LiveJournal recently released a streaming Atom format of their latest entries. This format allows you to connect to LiveJournal's servers and directly receive the content via a persistent connection as it flows in. This allows you to perform all kinds of nifty tricks with the data. Given the huge number of postings that LiveJournal receives -- multiples every second, sometimes up to 300 per minute -- this streaming format provides a boon for statisticians. For some people, however, it's just fun to watch the text flow by.
Using Perl modules specifically designed for parsing both Atom and the stream of data that LiveJournal provides, this hack will demonstrate how to work with Atom entries and obtain their content, using the streaming data as an example, resulting in a command line script which can deliver titles, links, and if desired, content for the entries passing through the server.
This hack uses a number of rather esoteric Perl modules. The prerequisites are:
XML::Atom XML::Atom::Stream
However, these require a significant number of dependancies, and the latest version of XML::Atom at the time of this writing (0.13) is required for XML::Atom::Stream. These modules can be installed via CPAN: for more information on how to install Perl modules, consult the CPAN documentation.

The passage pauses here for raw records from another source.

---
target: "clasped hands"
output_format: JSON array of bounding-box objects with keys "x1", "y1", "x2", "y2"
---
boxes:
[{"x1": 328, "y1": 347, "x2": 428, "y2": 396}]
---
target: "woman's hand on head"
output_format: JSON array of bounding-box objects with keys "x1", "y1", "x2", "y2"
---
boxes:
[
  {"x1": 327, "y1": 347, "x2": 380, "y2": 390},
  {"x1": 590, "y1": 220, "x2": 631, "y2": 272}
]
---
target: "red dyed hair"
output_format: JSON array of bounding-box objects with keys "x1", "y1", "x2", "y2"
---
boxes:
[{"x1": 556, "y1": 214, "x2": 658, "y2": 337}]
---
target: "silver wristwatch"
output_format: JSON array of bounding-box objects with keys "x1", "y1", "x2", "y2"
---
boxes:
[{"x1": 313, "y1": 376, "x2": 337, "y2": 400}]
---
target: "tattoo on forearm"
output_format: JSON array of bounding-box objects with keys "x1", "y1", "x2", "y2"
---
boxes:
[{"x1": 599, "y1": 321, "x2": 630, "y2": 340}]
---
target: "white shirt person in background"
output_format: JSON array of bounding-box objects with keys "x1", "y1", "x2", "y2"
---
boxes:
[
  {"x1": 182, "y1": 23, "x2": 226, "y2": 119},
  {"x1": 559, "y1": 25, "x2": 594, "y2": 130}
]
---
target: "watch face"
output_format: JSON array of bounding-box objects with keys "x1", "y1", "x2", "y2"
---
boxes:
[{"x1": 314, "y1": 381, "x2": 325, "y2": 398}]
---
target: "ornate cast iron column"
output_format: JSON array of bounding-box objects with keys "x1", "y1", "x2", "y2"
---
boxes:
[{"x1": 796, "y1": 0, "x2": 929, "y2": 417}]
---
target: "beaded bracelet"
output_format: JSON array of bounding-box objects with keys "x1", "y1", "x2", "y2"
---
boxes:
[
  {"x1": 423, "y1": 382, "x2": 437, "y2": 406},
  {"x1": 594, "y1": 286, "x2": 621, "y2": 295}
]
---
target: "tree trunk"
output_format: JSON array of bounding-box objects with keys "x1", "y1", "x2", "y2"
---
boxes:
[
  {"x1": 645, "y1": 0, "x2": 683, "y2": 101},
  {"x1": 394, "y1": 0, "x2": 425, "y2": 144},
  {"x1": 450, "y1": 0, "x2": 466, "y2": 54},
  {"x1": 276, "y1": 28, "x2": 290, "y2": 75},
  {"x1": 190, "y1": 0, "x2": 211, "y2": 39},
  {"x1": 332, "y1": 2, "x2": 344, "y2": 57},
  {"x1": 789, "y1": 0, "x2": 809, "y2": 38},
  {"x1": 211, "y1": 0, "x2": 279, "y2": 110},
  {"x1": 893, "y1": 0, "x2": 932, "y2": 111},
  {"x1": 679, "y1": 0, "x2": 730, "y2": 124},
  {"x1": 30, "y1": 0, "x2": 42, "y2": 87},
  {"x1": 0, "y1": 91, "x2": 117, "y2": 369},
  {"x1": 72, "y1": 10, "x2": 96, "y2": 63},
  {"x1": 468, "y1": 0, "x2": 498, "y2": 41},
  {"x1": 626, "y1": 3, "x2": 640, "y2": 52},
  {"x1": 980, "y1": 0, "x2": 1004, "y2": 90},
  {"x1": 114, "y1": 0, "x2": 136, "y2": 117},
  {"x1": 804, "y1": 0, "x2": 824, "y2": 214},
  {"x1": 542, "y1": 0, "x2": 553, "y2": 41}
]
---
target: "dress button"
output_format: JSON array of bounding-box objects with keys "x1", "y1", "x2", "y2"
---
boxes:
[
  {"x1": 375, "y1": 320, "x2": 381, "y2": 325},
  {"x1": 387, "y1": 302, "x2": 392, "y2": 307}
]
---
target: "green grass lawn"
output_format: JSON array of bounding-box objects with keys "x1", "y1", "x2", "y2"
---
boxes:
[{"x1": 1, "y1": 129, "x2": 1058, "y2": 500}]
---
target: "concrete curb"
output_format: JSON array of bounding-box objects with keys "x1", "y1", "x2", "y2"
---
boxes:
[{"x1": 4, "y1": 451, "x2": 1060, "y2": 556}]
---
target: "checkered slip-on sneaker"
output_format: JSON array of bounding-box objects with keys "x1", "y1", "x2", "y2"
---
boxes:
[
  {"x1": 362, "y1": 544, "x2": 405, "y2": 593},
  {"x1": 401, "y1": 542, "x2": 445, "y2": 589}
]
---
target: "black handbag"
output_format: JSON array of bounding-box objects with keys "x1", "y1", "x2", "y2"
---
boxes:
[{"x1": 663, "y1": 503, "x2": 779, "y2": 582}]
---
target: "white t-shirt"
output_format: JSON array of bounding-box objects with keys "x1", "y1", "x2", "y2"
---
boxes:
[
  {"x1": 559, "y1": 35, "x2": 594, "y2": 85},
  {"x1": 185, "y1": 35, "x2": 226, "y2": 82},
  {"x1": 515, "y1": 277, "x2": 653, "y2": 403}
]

First, we'll demonstrate how to simply connect to the stream, and dump the data out using Perl's Data::Dumper. The stream runs on port 8081 under the domain updates.sixapart.com
. To see the data as it's coming down the pipe, you can connect using using telnet:
$ telnet updates.sixapart.com 8081 Trying 66.150.15.140... Connected to danga.com. Escape character is '^]'. GET /atom-stream.xml HTTP/1.0
Followed by a final return, this will start the stream of entries into a terminal. You can see that it is a series of atom Feed elements, each containing a single entry. Additionally, every second, a <time> element is sent with the current epoch time. However, the specifics of this format aren't important to us, because we will be using XML::Atom::Stream to connect, which will take care of this for us.
Using XML::Atom::Stream, we define a URL from which we're going to fetch the Atom stream, and initialize a callback function to be called whenever a new entry is received. This callback will receive an instance of XML::Atom::Feed as the source, which will allow the callback to work from that Feed and fetch entries or other aspects of the Feed presented by LiveJournal.

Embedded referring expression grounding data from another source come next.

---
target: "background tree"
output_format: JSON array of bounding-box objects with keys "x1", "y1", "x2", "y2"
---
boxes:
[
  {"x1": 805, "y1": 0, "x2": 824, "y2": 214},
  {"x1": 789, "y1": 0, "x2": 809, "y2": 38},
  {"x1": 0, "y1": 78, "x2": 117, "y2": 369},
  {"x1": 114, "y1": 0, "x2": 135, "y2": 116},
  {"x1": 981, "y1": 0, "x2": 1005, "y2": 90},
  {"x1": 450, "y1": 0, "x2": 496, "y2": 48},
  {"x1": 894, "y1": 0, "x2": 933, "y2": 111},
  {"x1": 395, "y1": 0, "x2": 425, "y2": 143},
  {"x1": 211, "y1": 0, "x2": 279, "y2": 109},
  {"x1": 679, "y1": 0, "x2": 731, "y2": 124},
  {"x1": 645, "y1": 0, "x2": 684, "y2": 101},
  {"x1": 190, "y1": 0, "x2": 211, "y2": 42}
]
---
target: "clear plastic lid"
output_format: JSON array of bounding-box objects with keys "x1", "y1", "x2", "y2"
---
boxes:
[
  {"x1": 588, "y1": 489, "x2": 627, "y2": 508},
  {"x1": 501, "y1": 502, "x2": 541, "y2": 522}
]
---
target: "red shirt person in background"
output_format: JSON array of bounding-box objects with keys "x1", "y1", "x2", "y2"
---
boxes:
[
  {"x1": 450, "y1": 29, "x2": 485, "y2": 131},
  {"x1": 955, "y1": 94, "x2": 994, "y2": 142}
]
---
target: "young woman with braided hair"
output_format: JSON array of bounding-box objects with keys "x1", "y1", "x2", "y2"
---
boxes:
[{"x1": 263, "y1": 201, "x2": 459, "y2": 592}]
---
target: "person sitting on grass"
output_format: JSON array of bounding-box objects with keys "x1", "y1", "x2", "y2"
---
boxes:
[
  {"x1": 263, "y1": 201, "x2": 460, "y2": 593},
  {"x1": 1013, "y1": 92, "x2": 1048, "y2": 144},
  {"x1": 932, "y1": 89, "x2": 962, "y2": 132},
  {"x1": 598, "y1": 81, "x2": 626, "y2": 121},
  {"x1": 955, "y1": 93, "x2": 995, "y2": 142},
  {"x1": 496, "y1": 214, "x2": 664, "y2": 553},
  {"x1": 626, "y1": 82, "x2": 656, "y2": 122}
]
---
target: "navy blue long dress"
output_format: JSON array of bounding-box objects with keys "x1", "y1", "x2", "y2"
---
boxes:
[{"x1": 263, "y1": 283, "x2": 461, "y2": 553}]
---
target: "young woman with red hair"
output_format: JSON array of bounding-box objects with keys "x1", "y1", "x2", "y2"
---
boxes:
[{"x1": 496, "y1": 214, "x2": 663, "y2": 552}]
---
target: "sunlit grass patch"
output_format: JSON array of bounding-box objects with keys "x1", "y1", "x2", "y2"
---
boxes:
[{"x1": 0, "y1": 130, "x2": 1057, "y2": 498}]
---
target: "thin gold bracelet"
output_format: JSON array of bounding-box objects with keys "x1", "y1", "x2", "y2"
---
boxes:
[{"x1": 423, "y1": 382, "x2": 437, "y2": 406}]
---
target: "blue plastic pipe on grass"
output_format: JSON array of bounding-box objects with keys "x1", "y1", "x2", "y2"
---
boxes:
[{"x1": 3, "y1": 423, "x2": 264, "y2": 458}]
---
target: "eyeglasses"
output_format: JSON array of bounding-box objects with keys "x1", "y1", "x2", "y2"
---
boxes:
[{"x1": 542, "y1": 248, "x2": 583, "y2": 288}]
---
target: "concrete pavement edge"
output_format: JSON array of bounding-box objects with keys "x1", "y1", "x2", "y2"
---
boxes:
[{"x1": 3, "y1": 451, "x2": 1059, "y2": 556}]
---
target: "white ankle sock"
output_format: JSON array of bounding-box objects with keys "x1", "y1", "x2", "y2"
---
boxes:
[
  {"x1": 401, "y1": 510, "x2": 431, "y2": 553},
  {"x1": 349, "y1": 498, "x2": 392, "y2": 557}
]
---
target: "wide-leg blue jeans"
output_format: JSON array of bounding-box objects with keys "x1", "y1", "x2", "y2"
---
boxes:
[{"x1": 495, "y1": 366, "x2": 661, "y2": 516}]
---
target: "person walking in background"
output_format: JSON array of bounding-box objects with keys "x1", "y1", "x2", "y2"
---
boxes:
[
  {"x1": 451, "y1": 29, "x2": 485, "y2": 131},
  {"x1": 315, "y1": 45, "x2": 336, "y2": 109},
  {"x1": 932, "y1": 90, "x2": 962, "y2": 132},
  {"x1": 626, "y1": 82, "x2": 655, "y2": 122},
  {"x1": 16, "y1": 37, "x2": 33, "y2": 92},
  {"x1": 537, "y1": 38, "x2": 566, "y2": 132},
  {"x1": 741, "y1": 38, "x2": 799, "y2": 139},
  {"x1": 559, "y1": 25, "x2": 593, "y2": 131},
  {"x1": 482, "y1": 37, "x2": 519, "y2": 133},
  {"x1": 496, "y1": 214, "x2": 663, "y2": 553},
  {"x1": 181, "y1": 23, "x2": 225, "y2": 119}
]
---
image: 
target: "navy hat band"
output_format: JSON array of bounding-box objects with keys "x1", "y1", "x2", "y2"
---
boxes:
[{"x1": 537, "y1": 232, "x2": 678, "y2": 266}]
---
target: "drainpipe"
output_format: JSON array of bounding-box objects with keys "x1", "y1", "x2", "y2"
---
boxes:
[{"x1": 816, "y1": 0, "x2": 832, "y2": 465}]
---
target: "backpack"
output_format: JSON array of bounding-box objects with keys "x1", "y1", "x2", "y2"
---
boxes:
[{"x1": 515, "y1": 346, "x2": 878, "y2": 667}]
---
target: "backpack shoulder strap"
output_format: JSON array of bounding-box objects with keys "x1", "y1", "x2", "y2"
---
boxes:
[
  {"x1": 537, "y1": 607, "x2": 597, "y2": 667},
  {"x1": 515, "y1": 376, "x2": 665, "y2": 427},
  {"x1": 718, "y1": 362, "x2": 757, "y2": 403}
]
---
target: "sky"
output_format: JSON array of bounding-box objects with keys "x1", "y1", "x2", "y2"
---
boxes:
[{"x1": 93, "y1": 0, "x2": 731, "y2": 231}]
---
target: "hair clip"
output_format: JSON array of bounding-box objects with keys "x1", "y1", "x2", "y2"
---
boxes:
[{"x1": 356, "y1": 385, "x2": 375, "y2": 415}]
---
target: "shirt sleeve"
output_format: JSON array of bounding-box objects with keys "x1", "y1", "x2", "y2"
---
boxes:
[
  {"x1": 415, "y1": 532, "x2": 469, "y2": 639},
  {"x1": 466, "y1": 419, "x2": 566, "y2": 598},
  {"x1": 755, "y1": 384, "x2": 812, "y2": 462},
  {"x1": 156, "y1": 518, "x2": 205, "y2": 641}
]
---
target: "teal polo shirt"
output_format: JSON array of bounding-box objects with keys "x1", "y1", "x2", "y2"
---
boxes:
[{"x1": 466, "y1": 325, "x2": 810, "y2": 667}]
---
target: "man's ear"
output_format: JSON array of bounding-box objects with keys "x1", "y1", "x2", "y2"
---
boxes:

The code below is the basic starting point, provided as an example by XML::Atom::Stream.
use XML::Atom::Stream; my $url = "http://updates.sixapart.com:8081/atom-stream.xml"; my $client = XML::Atom::Stream->new( callback => \&callback, ); $client->connect($url); sub callback { my @atom = @_; }
This is the initial connection work -- from this point on, all work can take place in the callback
subroutine, working from the Feed provided by the Stream.
The @atom variable we created in the callback is an XML::Atom::Feed instance. These instances are generally generated from full feeds, rather than a single entry, so the method for retreiving the entry out of the feed is to loop over the $atom->entries. Each entry has title, content, and link properties we'll use:
foreach my $entry ($atom->entries) { my $title = $entry->title; my $content = $entry->content; my $link = $entry->link;
From here, we want to obtain, and print, the content of each of these elements. However, many entries on LiveJournal don't have titles, so we'll want to do a bit of logic to ensure that we're displaying some kind of title:
if (!$title) { $title = substr($content->body, 0, 50); $title =~ s/[\r\n]+/ /g; } print $title."\n";
Here, we can see that we are printing the first 50 characters of the body if there is no title - otherwise we print out the title of the post, as assigned by the user.
The last step is to print the link, so we know where it's coming from:
print $link->href."\n\n"; }
Now we have a script that will connect, and print out the titles and links that flow by our client listening to LiveJournal's entries.
One fun aspect of LiveJournal is the huge amount of content that will come down the pipe. With the huge number of words coming at you, you can evaluate content for the word used the most, for example. To access the content, you can use $content->body, as demonstrated in the case with no title above. There may also be a number of other similar tricks with displaying content as it comes in.